4 Specifically, the ESSnet projects ICT Impact and Linking of Microdata on ICT Usage (ESSLimit), and Linking of Microdata to Analyse ICT Impact (ESSLait) are to be mentioned. Studies which made use of the data from these projects include Bartelsman, van Leeuwen, and Polder (Citation2016), Hagsten (Citation2016), and Pantea, Sabadash, and Biagi (Citation2017).

5 The distributed micro data methodology and the resulting MMD is not the only way to allow cross-country analysis of firm-level data. Commercially available sources, such as ORBIS from Bureau van Dijk are sourced from Chamber of Commerce or mandatory filings of publically traded firms. However, the coverage and sources vary significantly across countries and it is costly to combine these data with other firm-level indicators.

6 We are aware that broadband access is not a perfect measure of all aspects of ICT-intensity, especially that it might not capture the use of applications which do not necessarily access the internet, such as certain IT manufacturing tools (like robots). Nonetheless, we still consider this proxy an appropriate choice since a broadband access and the usage thereof are the basis underlying many modern ICT applications and should thus be highly correlated with the use of a wide range of such applications in companies.

7 For four countries however, namely Denmark, France, Ireland and Sweden, the innovation data is available only from 2006 on.

8 Unfortunately, the innovation data in the CIS refer to product/process innovations of a firm in a three-year period, and are observed only in even years. For odd years, the MMD uses the t+1 value if the firm is present in both years in the ECIS sample. So, for the crisis period, the 2008 innovation rates concern innovation taking place in the time bracket (2006–2008). For 2009, they concern innovations taking place in the time bracket (2008–2010). This might have a downward bias on the differences over time, i.e. innovation rates in crises years might be overestimated as they refer to adjacent years as well.

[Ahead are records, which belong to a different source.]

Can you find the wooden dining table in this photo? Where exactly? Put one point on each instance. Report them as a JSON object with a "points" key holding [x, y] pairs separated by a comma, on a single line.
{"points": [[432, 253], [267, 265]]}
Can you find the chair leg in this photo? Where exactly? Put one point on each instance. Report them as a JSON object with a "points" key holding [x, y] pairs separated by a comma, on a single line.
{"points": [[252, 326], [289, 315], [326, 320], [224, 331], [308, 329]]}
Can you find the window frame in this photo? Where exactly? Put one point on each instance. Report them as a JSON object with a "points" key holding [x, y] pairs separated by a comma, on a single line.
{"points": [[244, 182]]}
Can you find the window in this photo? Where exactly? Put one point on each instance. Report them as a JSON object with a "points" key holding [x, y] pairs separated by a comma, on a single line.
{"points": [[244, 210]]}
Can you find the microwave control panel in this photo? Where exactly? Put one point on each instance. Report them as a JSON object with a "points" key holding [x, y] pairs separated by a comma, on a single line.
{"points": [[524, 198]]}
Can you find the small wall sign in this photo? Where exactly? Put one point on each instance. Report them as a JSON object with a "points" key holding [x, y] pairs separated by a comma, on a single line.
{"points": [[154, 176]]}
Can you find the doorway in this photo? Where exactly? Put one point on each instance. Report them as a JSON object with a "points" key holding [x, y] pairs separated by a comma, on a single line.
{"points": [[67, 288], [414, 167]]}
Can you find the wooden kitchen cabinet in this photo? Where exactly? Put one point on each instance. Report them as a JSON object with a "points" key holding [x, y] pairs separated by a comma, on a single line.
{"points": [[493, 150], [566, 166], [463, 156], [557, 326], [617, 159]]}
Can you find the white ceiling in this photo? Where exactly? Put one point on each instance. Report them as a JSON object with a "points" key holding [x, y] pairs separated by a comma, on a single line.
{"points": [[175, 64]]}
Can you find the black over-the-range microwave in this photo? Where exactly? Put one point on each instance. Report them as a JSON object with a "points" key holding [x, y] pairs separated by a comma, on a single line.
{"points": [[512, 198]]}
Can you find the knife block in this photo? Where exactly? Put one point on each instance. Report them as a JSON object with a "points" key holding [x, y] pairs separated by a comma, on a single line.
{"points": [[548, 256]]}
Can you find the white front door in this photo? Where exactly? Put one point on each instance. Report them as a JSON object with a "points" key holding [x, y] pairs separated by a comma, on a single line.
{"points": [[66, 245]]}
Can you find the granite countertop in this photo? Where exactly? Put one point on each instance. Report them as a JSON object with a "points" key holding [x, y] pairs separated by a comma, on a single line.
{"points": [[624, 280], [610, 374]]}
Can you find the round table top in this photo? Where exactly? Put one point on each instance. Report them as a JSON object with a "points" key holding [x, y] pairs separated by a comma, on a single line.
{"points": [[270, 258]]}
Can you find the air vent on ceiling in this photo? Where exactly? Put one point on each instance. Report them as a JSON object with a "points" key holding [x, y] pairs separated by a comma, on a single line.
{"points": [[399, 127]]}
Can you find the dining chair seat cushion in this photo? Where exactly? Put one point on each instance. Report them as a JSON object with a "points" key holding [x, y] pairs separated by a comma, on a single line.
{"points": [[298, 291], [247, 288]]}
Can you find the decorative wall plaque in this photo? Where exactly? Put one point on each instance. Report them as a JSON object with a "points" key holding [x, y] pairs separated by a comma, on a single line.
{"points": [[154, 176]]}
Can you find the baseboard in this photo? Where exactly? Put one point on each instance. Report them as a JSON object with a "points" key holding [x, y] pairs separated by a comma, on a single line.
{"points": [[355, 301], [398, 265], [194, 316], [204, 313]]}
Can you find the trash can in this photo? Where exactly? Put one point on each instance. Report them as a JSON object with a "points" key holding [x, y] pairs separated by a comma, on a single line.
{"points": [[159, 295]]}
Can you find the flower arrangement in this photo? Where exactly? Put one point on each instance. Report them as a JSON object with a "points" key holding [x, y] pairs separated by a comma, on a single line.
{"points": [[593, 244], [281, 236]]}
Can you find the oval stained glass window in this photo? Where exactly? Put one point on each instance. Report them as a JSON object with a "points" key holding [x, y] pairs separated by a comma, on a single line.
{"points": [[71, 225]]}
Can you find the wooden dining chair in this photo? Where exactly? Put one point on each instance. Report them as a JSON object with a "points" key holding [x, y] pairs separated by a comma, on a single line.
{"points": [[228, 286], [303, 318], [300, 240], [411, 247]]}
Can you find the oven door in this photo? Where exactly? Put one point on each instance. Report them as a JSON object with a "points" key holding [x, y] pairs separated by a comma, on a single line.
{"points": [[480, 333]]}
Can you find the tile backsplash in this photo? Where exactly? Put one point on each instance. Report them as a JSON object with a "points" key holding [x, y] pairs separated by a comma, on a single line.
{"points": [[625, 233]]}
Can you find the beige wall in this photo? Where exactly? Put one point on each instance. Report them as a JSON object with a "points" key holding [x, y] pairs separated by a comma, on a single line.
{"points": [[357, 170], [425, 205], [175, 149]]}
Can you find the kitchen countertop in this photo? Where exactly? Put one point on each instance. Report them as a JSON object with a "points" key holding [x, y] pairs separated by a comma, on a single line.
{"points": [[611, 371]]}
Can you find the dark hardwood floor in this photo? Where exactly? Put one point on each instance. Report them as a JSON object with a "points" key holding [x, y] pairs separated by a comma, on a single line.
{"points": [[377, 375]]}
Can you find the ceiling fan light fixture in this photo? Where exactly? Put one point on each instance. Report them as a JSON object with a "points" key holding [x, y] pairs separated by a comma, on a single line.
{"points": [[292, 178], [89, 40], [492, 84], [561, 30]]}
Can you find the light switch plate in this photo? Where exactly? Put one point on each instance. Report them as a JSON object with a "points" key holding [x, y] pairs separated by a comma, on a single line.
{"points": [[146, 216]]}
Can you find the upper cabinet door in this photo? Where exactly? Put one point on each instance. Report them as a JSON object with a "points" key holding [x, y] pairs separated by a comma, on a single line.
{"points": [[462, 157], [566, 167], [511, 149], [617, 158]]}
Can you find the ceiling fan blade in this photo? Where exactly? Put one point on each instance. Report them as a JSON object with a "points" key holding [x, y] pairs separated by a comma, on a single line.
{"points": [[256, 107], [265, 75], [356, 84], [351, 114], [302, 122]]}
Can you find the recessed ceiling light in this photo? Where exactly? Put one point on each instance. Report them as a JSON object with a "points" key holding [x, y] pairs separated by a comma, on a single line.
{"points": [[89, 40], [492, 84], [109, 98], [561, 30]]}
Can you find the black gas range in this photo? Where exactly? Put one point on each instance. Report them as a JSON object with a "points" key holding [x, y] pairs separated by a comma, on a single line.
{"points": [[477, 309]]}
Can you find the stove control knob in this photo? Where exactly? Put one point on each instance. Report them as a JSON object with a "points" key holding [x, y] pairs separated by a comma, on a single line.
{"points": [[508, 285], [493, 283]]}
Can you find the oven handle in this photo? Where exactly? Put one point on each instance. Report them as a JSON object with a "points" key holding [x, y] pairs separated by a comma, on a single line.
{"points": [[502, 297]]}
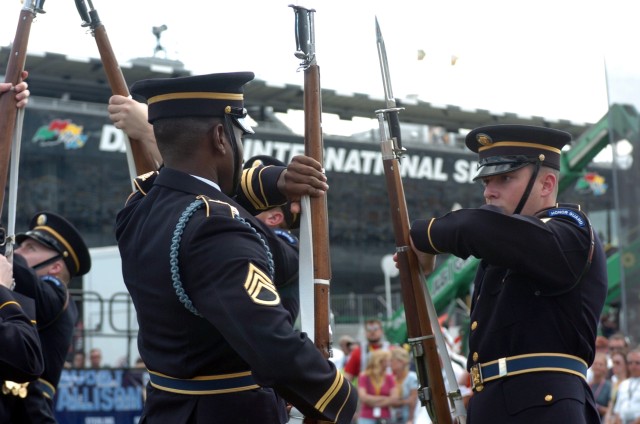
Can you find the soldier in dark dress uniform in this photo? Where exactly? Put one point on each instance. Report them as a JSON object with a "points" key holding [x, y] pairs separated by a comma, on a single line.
{"points": [[21, 355], [281, 221], [48, 255], [540, 286], [219, 346]]}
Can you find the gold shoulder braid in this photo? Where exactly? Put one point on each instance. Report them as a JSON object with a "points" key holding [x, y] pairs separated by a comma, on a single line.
{"points": [[15, 389]]}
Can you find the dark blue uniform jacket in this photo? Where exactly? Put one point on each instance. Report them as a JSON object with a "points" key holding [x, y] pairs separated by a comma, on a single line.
{"points": [[225, 271], [527, 298]]}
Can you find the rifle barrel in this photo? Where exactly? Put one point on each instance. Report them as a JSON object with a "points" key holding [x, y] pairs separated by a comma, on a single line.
{"points": [[13, 75]]}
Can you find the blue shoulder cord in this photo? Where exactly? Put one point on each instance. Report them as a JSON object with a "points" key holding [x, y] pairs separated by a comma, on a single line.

9 This could be the consequences of a downward bias due to the endogeneity of capital. We also tested whether the negative coefficient is due to multi-collinearity problems between our ICT variable and the capital services measure. However, excluding the ICT variable from the regression did not affect the sign and significance of the capital coefficient.

10 Note that we can do this only for a subset of countries and years for which this information is available. Also, in an additional robustness check we added a lagged dependent variable to allow for a dynamic productivity process. This did not change our results significantly. The results are available upon request.

11 The definition of the measure of ICT intensity is fixed over the whole period of observation, i.e. in each year firms with more than 40% of employees having access to broadband internet are defined to be ICT intensive in that year of observation. To take into account that in the early years of observation only a few firms are ICT intensive whereas in later years a lot of firms belong to this category because of higher availability and adoption rates of broadband we conduct another robustness check. We exclude all observations from the period up to 2004 focusing on the later years when broadband was more widely available and adopted. The results confirm our previous findings and are available upon request.

12 Dachs et al. (Citation2016) analyse the employment effects of product and process innovation over the business cycle. They show that process innovation may increase the resilience of firms by reducing production costs and thus increasing demand for the firms' less costly products or by improving its cost efficiency relative to non-innovative firms.

13 In our data, approximately 32 (51)% of firms in the manufacturing (service) sector are classified as being ICT-intensive.

14 This subsection describing distributed micro data analysis and the micro moments database has been taken from Bartelsman, van Leeuwen, and Polder (Citation2016).